Beberapa pelaku kemudian melecehkan siswi tersebut dengan menyentuh badannya.
Terlihat ada seorang laki-laki yang memegangi tanganya, menampar muka siswi tersebut berkali-kali.
Tidak hanya laki-laki, perempuan yang ada di sana pun ikut melecehkan siswi tersebut dan menggerayangi tubuh sang korban.
Korban terus meronta dan mencoba melawan, namun kakinya sempat ditarik oleh seorang laki-laki yang memegangi kakinya.
Bahkan, saat ia mencoba untuk menyelamatkan dirinya, pinggul korban ditendang dengan kaki kiri oleh seorang laki-laki yang menggunakan kaos kaki berwarna hitam.
Mirisnya, perempuan yang ikut melecehkannya pun tertawa lepas.

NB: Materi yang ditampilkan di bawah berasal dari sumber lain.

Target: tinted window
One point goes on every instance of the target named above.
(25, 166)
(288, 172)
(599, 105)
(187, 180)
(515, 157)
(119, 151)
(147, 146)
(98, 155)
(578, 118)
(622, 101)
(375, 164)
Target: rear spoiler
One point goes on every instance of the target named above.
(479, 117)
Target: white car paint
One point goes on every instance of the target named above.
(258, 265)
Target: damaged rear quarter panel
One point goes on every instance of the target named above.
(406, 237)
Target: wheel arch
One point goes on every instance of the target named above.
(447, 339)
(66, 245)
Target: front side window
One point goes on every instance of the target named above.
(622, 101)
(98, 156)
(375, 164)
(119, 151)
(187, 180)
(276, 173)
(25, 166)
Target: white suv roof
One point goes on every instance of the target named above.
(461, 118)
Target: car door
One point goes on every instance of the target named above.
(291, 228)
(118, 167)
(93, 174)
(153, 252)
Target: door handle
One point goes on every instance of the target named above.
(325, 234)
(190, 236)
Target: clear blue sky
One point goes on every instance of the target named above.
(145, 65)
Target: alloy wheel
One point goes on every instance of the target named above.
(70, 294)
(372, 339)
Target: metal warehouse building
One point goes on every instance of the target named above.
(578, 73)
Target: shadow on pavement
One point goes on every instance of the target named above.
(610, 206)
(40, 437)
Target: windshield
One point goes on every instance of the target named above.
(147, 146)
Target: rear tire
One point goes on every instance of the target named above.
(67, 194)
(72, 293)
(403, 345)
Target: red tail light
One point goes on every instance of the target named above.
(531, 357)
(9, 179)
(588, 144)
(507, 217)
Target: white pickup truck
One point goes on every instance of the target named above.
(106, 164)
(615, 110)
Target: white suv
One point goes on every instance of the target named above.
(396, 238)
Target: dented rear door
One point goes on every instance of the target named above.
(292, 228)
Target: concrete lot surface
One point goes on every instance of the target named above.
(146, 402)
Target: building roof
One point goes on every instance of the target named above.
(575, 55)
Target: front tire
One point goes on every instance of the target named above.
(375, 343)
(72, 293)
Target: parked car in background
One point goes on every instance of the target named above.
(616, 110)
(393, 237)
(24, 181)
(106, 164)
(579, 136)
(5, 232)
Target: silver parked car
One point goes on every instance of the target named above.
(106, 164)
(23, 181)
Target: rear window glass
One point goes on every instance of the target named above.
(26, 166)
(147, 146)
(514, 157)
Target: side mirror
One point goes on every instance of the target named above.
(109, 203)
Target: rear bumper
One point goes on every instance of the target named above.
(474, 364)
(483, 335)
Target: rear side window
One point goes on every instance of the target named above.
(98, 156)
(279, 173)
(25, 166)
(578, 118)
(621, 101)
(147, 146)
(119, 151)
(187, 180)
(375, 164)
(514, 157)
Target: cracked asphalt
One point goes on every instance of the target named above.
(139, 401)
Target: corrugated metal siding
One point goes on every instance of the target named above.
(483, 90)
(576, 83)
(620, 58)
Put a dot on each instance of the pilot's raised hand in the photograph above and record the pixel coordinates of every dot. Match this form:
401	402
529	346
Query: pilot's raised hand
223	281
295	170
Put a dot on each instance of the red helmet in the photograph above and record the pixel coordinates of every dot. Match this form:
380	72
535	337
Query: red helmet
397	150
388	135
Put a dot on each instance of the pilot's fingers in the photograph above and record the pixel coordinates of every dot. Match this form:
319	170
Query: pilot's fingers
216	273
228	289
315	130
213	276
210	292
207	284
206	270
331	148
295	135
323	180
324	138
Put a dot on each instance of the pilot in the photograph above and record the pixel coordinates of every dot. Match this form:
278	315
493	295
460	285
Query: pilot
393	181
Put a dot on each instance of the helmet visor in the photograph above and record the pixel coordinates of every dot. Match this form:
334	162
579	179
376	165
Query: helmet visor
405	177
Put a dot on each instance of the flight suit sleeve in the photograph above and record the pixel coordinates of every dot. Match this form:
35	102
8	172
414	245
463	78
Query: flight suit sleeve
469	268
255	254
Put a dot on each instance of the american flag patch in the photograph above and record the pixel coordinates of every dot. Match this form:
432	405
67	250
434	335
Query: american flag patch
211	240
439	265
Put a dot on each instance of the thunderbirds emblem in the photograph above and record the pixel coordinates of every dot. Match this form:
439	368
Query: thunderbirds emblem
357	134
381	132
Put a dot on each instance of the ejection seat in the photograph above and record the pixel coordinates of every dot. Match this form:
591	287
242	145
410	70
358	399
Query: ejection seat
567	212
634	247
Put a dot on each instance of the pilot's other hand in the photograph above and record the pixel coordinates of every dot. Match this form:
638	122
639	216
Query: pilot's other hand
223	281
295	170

Mulut dan muka korban pun terlihat ditutup menggunakan kain putih.
Para pelaku tidak berhenti membully dan melecahkan korban yang terus menangis dan meminta ampun.
Setelah beberapa waktu, akun twitter resmi KPPPA, @kpp_pa, menangapi video yang telah beredar luas tersebut.
"Sahabat perempuan dan anak, terima kasih atas laporannya. Saat ini @kpp_pa tengah berkoordinasi dan melakukan penelusuran lebih lanjut terkait video dugaan kasus pelecehan seksual yang di post akun @tiramvisu," tulis akun twitter resmi @kpp_pa.
"Karena menampilkan identitas anak, stop menyebarkan video tersebut," pungkas postingan KPPPA.